Fla. Firm Attempts to One-Up SS

30 September 1999
A Florida-based transaction security provider is claiming that the Secure Socket Layer (SSL) protocol is susceptible to criminal attacks that could cost investors and companies millions of dollars. The firm, Digital Bond, also claims that it has developed superior technology.

The company performed a demonstration this week at Comdex Miami in an effort to expose the SSL protocol's vulnerability. The demonstration showed how it was possible to capture User ID/Password pairs. This would allow criminals to trade stocks with other people's money and thus make money by manipulating stock prices.

"Internet brokerages and other e-commerce sites are using an inappropriate security protocol to protect their transactions", Digital Bond President Dale Peterson said. "The Secure Socket Layer protocol offers encryption for privacy, but it offers no transaction security. Criminals can exploit this misuse of security technology to steal money."

To address the security flaw, the company has developed an Internet transaction security protocol and system. The DigibondTM system, developed for online investors, is designed to authenticate the consumer and merchant identities; authenticate the transaction details; provide non-repudiation and enables irrefutable dispute resolution.

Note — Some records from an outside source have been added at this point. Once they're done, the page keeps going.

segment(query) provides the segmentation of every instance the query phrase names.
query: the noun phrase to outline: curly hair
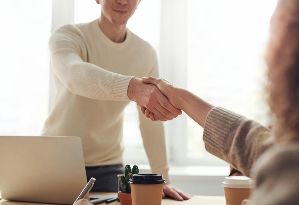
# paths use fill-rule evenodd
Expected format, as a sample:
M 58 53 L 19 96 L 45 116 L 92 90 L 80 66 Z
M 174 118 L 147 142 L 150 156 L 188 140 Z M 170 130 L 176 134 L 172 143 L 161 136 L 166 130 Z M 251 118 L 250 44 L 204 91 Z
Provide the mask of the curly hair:
M 266 61 L 276 139 L 299 140 L 299 0 L 279 1 L 271 30 Z

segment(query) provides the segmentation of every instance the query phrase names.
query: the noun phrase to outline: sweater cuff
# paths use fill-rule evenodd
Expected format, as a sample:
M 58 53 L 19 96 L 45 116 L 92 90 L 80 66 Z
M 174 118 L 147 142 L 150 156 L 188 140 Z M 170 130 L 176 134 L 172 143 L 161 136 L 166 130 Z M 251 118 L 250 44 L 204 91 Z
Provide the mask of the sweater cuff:
M 115 78 L 113 83 L 112 92 L 114 99 L 117 100 L 130 100 L 128 97 L 128 87 L 131 80 L 134 76 L 119 75 Z
M 220 107 L 211 110 L 207 117 L 203 139 L 206 149 L 222 158 L 227 150 L 228 136 L 234 125 L 242 117 Z

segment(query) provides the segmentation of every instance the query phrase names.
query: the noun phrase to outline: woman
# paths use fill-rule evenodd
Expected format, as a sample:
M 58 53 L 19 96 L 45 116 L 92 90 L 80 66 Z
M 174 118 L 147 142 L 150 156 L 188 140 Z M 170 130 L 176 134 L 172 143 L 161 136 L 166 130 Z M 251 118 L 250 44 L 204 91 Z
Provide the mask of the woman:
M 299 1 L 280 0 L 271 22 L 266 56 L 269 105 L 277 120 L 272 131 L 214 107 L 163 79 L 156 85 L 177 108 L 204 128 L 207 150 L 255 180 L 250 204 L 299 204 Z M 144 108 L 152 120 L 159 120 Z

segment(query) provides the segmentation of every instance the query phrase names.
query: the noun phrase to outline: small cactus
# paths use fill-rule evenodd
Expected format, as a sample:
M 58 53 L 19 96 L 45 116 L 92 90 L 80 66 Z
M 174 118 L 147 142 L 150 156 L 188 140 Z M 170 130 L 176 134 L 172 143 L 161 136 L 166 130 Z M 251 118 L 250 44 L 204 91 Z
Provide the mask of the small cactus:
M 131 166 L 128 164 L 126 165 L 124 175 L 119 178 L 119 181 L 123 186 L 127 194 L 131 194 L 131 188 L 129 183 L 129 180 L 132 178 L 132 175 L 137 175 L 139 173 L 139 169 L 137 165 L 134 165 L 131 169 Z

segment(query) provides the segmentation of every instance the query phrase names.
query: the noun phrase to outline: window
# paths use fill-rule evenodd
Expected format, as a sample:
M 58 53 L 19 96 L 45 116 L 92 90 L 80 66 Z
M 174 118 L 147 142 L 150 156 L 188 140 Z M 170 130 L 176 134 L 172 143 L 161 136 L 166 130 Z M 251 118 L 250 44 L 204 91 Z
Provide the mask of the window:
M 149 42 L 157 53 L 159 49 L 160 7 L 159 0 L 141 1 L 127 25 L 131 31 Z M 98 18 L 100 13 L 100 6 L 95 1 L 75 0 L 75 23 L 91 22 Z M 130 102 L 126 108 L 124 113 L 124 160 L 128 163 L 147 163 L 147 157 L 139 129 L 136 103 Z M 138 154 L 136 154 L 136 153 Z
M 263 53 L 276 3 L 188 0 L 188 89 L 213 105 L 268 125 Z M 186 158 L 216 160 L 204 149 L 203 129 L 190 118 L 187 128 Z
M 51 2 L 1 4 L 1 134 L 39 135 L 48 115 Z
M 74 2 L 75 23 L 98 17 L 100 5 Z M 156 49 L 162 77 L 214 105 L 266 125 L 263 53 L 276 3 L 142 1 L 127 27 Z M 147 163 L 135 103 L 130 103 L 125 113 L 125 161 Z M 223 163 L 205 151 L 203 129 L 185 114 L 164 125 L 172 163 Z

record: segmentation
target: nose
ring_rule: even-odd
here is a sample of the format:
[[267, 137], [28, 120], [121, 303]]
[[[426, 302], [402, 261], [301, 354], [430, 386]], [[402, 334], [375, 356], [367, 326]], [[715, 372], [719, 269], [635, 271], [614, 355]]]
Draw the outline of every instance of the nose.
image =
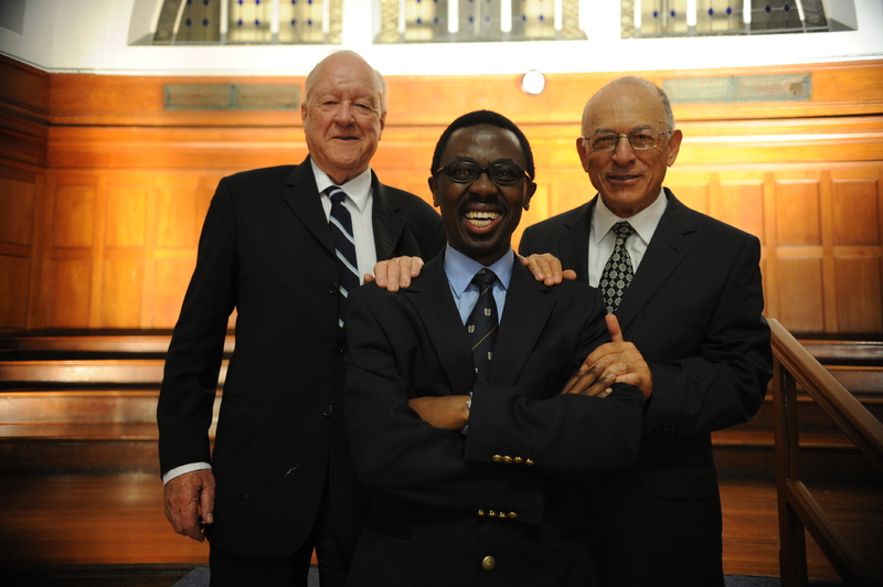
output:
[[479, 196], [488, 196], [497, 193], [497, 184], [490, 179], [490, 170], [482, 169], [478, 178], [472, 181], [469, 189]]
[[628, 140], [628, 135], [619, 135], [616, 139], [616, 148], [614, 149], [614, 161], [619, 164], [626, 164], [635, 159], [635, 149], [631, 148], [631, 142]]
[[353, 119], [352, 103], [349, 100], [343, 100], [340, 104], [338, 104], [338, 107], [334, 110], [334, 120], [337, 120], [341, 125], [347, 125], [352, 119]]

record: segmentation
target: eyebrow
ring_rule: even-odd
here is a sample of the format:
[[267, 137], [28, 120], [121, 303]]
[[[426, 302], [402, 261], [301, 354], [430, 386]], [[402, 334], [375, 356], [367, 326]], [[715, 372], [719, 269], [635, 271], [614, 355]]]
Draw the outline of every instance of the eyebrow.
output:
[[[637, 127], [632, 128], [631, 130], [629, 130], [627, 132], [627, 135], [629, 132], [635, 132], [636, 130], [656, 130], [656, 128], [652, 125], [640, 125], [640, 126], [637, 126]], [[609, 132], [611, 135], [619, 135], [619, 132], [617, 132], [616, 130], [614, 130], [611, 128], [596, 128], [594, 131], [592, 131], [592, 135], [597, 135], [599, 132], [604, 132], [604, 134]]]

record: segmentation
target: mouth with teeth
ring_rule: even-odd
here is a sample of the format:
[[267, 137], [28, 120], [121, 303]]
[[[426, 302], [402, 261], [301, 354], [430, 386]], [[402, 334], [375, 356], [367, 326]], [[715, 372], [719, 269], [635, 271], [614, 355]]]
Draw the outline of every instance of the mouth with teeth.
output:
[[502, 216], [499, 212], [479, 212], [479, 211], [469, 211], [464, 214], [466, 221], [475, 226], [476, 228], [487, 228], [493, 222]]

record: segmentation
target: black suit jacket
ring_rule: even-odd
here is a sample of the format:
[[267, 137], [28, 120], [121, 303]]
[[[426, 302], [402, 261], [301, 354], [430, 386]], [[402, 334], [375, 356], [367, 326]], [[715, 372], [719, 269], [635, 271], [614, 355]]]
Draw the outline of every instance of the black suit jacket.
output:
[[[515, 262], [489, 382], [477, 384], [443, 258], [405, 290], [350, 296], [347, 426], [372, 499], [348, 585], [594, 585], [575, 474], [630, 462], [643, 406], [621, 384], [604, 399], [558, 396], [609, 340], [600, 295], [546, 287]], [[470, 392], [467, 436], [407, 404]]]
[[[440, 216], [372, 177], [379, 259], [432, 257]], [[222, 548], [286, 556], [308, 537], [330, 481], [334, 520], [354, 548], [364, 495], [342, 423], [338, 262], [307, 159], [221, 180], [166, 362], [157, 418], [160, 466], [212, 463]], [[227, 319], [236, 309], [214, 453], [209, 426]]]
[[[616, 316], [653, 376], [638, 461], [593, 484], [605, 586], [723, 585], [711, 433], [747, 421], [772, 376], [756, 237], [668, 207]], [[524, 231], [588, 281], [597, 199]]]

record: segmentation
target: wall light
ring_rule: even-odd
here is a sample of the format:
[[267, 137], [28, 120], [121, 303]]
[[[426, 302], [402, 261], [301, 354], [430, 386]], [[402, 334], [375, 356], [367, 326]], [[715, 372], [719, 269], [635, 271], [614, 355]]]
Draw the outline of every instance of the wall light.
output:
[[545, 87], [545, 76], [536, 70], [530, 70], [521, 76], [521, 90], [530, 96], [540, 94]]

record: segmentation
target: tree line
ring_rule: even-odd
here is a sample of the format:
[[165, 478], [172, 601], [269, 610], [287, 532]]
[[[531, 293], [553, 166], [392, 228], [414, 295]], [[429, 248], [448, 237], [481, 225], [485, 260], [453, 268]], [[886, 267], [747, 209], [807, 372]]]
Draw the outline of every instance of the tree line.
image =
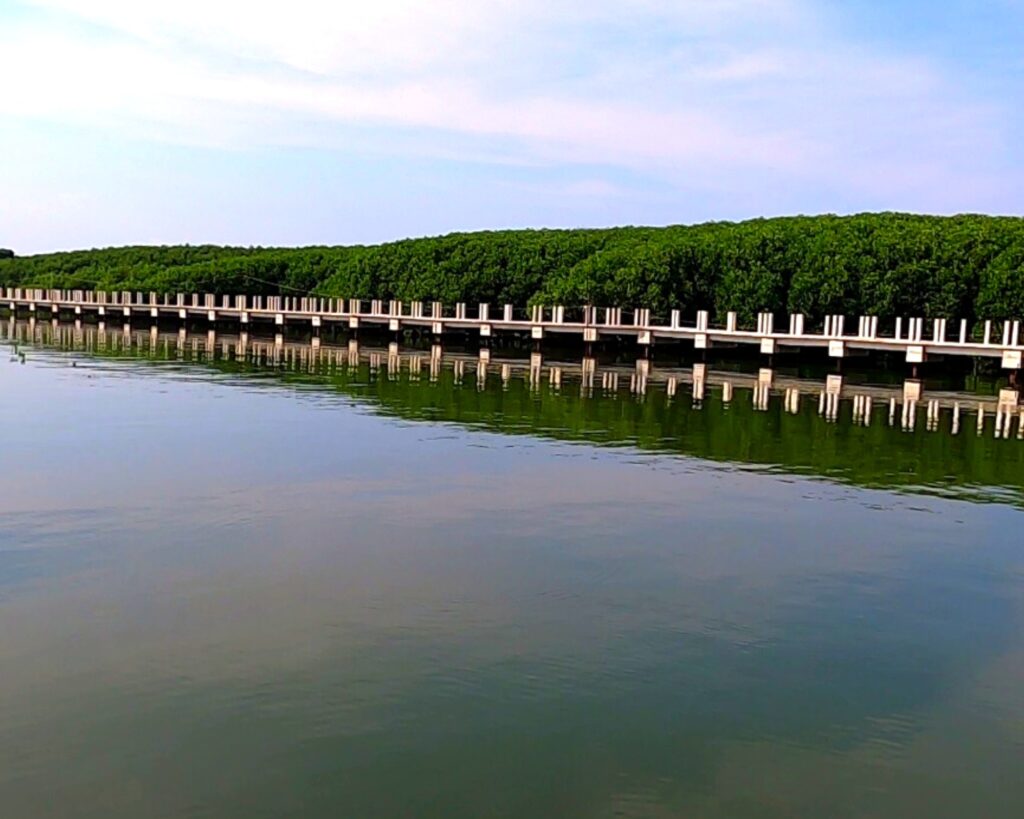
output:
[[166, 293], [1024, 316], [1024, 218], [900, 213], [452, 233], [376, 246], [0, 254], [0, 285]]

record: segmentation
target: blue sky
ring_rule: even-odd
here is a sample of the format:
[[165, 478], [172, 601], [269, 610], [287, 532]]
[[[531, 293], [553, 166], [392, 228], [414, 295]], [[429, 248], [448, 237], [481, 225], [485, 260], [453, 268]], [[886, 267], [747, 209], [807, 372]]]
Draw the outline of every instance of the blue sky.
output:
[[1024, 211], [1024, 0], [0, 0], [0, 247]]

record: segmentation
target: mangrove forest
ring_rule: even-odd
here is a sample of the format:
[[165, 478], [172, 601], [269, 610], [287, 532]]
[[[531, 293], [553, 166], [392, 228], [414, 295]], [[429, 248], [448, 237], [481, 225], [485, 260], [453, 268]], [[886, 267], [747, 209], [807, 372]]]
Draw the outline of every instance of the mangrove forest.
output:
[[1024, 218], [900, 213], [452, 233], [376, 246], [0, 254], [0, 286], [1006, 318]]

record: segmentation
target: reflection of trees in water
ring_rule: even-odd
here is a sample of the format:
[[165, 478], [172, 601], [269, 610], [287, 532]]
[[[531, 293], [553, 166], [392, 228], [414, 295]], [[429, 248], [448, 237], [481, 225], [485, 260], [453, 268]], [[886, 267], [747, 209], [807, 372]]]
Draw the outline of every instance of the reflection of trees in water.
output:
[[[10, 328], [3, 325], [3, 337], [11, 337]], [[441, 357], [439, 348], [398, 355], [357, 345], [315, 348], [253, 341], [242, 350], [236, 337], [206, 334], [100, 334], [95, 327], [48, 324], [36, 330], [38, 340], [65, 349], [103, 357], [183, 359], [193, 373], [341, 394], [403, 419], [634, 446], [868, 487], [1024, 504], [1024, 444], [996, 439], [991, 420], [978, 434], [975, 417], [965, 418], [957, 434], [951, 434], [951, 411], [933, 419], [923, 402], [905, 430], [906, 404], [893, 418], [890, 405], [877, 401], [867, 410], [865, 424], [862, 400], [844, 398], [826, 403], [829, 412], [820, 412], [825, 384], [804, 392], [799, 387], [768, 391], [756, 378], [737, 375], [727, 388], [709, 385], [701, 399], [694, 400], [692, 382], [673, 387], [663, 381], [655, 388], [629, 371], [595, 376], [586, 367], [538, 370], [525, 359], [514, 365], [492, 361], [481, 368], [473, 361], [467, 367], [464, 359]], [[20, 333], [15, 337], [26, 338]]]

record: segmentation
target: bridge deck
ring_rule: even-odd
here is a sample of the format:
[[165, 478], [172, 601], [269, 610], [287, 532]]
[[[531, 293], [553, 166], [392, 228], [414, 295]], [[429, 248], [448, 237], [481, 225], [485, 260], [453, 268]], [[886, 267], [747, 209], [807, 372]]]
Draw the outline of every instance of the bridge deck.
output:
[[[775, 329], [775, 315], [761, 313], [756, 328], [741, 328], [736, 314], [728, 313], [725, 326], [710, 321], [708, 311], [698, 311], [683, 321], [681, 311], [664, 318], [643, 308], [583, 307], [566, 310], [561, 305], [528, 309], [503, 305], [443, 305], [440, 302], [326, 299], [285, 296], [213, 296], [209, 294], [102, 293], [92, 291], [0, 288], [0, 305], [13, 311], [28, 310], [53, 315], [74, 313], [101, 317], [200, 318], [249, 325], [306, 322], [313, 328], [342, 325], [350, 329], [377, 326], [391, 331], [418, 328], [441, 336], [444, 333], [478, 333], [487, 338], [498, 333], [518, 333], [535, 340], [548, 335], [573, 335], [585, 342], [601, 338], [635, 338], [640, 345], [657, 340], [692, 342], [698, 349], [716, 344], [755, 345], [772, 354], [783, 347], [821, 348], [842, 358], [848, 352], [886, 351], [918, 363], [934, 355], [997, 358], [1004, 369], [1020, 370], [1024, 339], [1019, 319], [988, 320], [971, 326], [967, 320], [895, 318], [887, 321], [888, 334], [880, 332], [878, 316], [860, 316], [857, 332], [847, 332], [846, 316], [826, 316], [820, 327], [808, 327], [803, 315], [788, 316], [784, 332]], [[569, 314], [566, 320], [566, 312]], [[852, 321], [850, 322], [852, 328]]]

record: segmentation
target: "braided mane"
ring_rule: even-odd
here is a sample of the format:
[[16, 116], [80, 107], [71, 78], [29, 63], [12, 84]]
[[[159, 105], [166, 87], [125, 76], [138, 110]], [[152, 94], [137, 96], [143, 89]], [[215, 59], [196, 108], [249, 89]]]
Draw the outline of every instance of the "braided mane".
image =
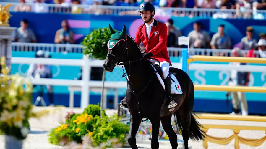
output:
[[131, 39], [132, 39], [132, 40], [133, 40], [133, 41], [134, 41], [134, 42], [135, 43], [135, 44], [136, 44], [136, 45], [137, 45], [137, 46], [138, 46], [138, 47], [139, 48], [139, 49], [140, 49], [140, 51], [141, 51], [141, 49], [140, 48], [140, 46], [139, 46], [137, 44], [137, 42], [136, 42], [135, 41], [135, 40], [134, 40], [134, 39], [133, 38], [132, 38], [132, 37], [130, 36], [130, 35], [129, 35], [127, 34], [126, 34], [126, 35], [127, 35], [127, 36], [128, 36], [129, 37], [130, 37], [130, 38], [131, 38]]

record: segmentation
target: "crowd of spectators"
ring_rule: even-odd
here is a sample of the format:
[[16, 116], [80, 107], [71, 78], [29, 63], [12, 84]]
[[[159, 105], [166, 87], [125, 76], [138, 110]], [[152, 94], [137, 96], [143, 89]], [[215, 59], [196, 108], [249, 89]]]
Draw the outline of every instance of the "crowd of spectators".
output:
[[[21, 21], [21, 27], [16, 29], [13, 33], [13, 42], [24, 43], [38, 42], [34, 32], [28, 27], [29, 23], [27, 19], [23, 19]], [[165, 24], [168, 30], [166, 43], [168, 47], [181, 47], [181, 46], [178, 44], [178, 37], [185, 36], [189, 38], [190, 48], [213, 49], [213, 50], [211, 53], [212, 55], [229, 56], [229, 54], [218, 52], [216, 49], [230, 49], [233, 48], [233, 45], [231, 44], [230, 38], [226, 35], [226, 33], [225, 32], [225, 28], [226, 27], [224, 24], [220, 25], [218, 28], [217, 32], [212, 35], [202, 29], [202, 24], [200, 22], [196, 22], [193, 24], [193, 30], [191, 31], [188, 35], [182, 35], [179, 29], [174, 25], [172, 19], [169, 19]], [[265, 56], [266, 53], [264, 53], [265, 52], [265, 48], [263, 47], [266, 46], [266, 34], [264, 33], [261, 33], [259, 34], [260, 39], [256, 39], [253, 37], [254, 32], [254, 30], [252, 27], [248, 26], [246, 27], [246, 36], [239, 41], [240, 44], [239, 48], [241, 50], [249, 50], [247, 53], [249, 56], [257, 57], [254, 51], [258, 50], [259, 52], [258, 56], [259, 57], [266, 57]], [[59, 29], [55, 33], [54, 43], [75, 44], [76, 43], [74, 38], [74, 33], [69, 27], [67, 21], [63, 20], [61, 23], [61, 28]], [[141, 44], [140, 46], [142, 47], [142, 49], [144, 49], [142, 44]], [[62, 49], [60, 50], [61, 51], [68, 51], [65, 48]]]
[[[182, 10], [162, 9], [165, 7], [235, 9], [235, 11], [213, 11], [207, 12], [208, 16], [214, 18], [253, 18], [262, 19], [266, 17], [265, 13], [257, 10], [266, 10], [265, 0], [19, 0], [21, 4], [17, 5], [15, 11], [36, 13], [63, 12], [73, 14], [81, 13], [95, 14], [111, 14], [112, 10], [99, 8], [97, 5], [114, 5], [124, 6], [138, 6], [143, 1], [152, 3], [160, 15], [205, 16], [197, 9], [190, 11]], [[56, 4], [60, 6], [51, 7], [43, 4]], [[75, 5], [71, 6], [71, 4]], [[89, 6], [88, 5], [90, 5]], [[253, 10], [253, 11], [252, 10]], [[137, 15], [137, 11], [119, 11], [120, 15]], [[155, 14], [155, 15], [156, 15]]]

Online investors using the Digibond system will be issued a smart card (a credit card with an embedded security chip) which will sign every order and validate every receipt. The idea is, without the card and the password, no one can trade on your account.

"People require ATM cards to withdraw $60 in cash," Peterson said. "Certainly a stock transaction costing $10,000 or more requires at least the same level of security."

The firm says experts at Carnegie Mellon University are reviewing the protocol, and the results will be published this year along with the protocol.

SSL, an encryption overlay system, is recognized as one of the Internets most highly secure transaction protocols. Digital Boond claims that the protocol's 128 bit encryption capabilities give consumers a false sense of security. To back up its claims it has issued a white paper that it says details criminal attacks against SSL protected transactions.